Once viral particle concentrations were confirmed using spectrophotometry, a pediatric silicone face mask was used to deliver treatment (vaccine for cases, placebo for controls) directly into the lungs of each macaque cohort. In addition, mucosal delivery involved intra-nasal spray of the combination treatment (ChAd vaccine or placebo).

Methods for Evaluating Vaccine Efficacy

The challenge virus used in this study was XBB.1.16 (EPI_ISL_17417328) Omicron variant, propagated in VeroE6-TMPRSS2 cells. For assessment of viral binding after macaque infection, serum- and mucosal binding and ACE2-S binding inhibition assays were used. Viral infectivity was estimated using a TCID50 Quantitative testing and vaccine efficacy using an automated SARS-CoV-2 lentiviral pseudotyped neutralization assay.

Kruskal-Wallis tests were used for statistical analysis of the results of the three study groups—conventional vaccine alone, conventional vaccine + ChAd booster, and ChAd vaccine alone.

Key findings from the ChAd vaccine study

The primary findings from this study were: 1. Tissue-specific viral load depends on the route of delivery. The conventional IM delivery route was found to elicit viral immunity only in the nose, while the IN delivery route induced immunity in both the nasal mucosa and lungs. This is important, as previous studies have shown that focusing the activity and replication of the COVID-19 virus in both nasal and lung tissues before spreading to the rest of the somatic cells and restricting them to these tissues can significantly improve disease outcomes.

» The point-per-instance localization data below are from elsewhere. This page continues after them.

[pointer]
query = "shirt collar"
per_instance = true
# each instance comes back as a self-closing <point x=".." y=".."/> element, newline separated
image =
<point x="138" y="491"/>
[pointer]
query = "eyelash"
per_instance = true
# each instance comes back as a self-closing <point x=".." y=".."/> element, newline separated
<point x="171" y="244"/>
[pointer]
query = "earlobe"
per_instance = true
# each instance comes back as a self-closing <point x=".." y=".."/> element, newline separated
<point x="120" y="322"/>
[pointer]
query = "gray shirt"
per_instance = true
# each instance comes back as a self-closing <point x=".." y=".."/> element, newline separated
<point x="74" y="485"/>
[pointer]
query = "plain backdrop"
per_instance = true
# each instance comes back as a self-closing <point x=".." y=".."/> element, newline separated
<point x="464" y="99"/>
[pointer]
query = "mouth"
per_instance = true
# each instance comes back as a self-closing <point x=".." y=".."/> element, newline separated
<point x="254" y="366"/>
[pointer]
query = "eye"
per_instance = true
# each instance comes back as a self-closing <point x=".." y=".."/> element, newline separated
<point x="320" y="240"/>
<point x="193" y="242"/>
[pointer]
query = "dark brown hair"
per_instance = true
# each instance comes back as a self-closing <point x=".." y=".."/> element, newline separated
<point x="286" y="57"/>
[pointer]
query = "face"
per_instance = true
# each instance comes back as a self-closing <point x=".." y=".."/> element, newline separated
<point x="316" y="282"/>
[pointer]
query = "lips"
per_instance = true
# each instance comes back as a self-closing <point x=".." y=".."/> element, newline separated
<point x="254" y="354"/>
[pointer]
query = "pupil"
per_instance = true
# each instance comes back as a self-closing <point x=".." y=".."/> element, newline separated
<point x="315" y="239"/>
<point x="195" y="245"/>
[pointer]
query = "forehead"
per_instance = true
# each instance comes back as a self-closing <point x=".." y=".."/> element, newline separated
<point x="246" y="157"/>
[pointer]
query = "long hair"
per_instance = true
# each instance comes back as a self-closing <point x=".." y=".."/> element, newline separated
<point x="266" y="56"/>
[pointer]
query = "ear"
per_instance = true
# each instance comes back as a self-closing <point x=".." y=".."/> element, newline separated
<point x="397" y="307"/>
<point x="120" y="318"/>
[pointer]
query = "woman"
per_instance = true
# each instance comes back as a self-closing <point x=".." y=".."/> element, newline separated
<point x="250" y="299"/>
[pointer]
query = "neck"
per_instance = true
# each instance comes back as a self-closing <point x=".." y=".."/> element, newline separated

Second, IM vaccines have been found to primarily increase immunoglobulin G (IgG) antibodies, whereas mucosal vaccines such as ChAd have been found to upregulate both IgG and IgA. IgA antibodies have a significantly longer half-life than IgG, thus contributing to sustained and enhanced immunity against COVID-19. Third, while the immediate efficacy of conventional IM vaccines exhibits a rapid peak followed by a gradual decay (over two months), ChAd was relatively stable over five months.

“These data indicate that vaccines directed at both the lung and the nose (AE group) can induce broad multi-compartment mucosal immunity, which effectively and rapidly suppresses virus replication in both the upper and lower respiratory tract so that insufficient antigen is available for systemic dissemination. Recall responses and would be consistent with prevention of infection. However, mucosal vaccination directed primarily to the nose (IN boost group), while capable of increasing upper airway IgA titers and preventing local virus replication, did not suppress virus replication in the lung as effectively as the AE boost.

Implications for future pandemic response

In the present study, researchers developed and tested the efficacy and persistent immunity of a novel ChAd vaccine against non-human primates (NHP) infected with the Omicron Covid-19 strain. Unlike the IM delivery used in conventional vaccines, the novel vaccine follows an IN delivery route. The findings revealed that the novel vaccine provides stable and durable protection against Omicron for five months or more compared to conventional vaccines, which lose effectiveness in two months or less.

“…this study provides a proof-of-principle for mucosal vaccination in a relevant pre-clinical model to achieve broad and durable cross-variant humoral and cellular immunity with functional resistance to XBB.1.16 infection.”

*Important Notice: bioRxiv Preliminary scientific reports are published that are not peer-reviewed and, therefore, should not be considered conclusive, guidelines for clinical practice/health-related behavior, or established information.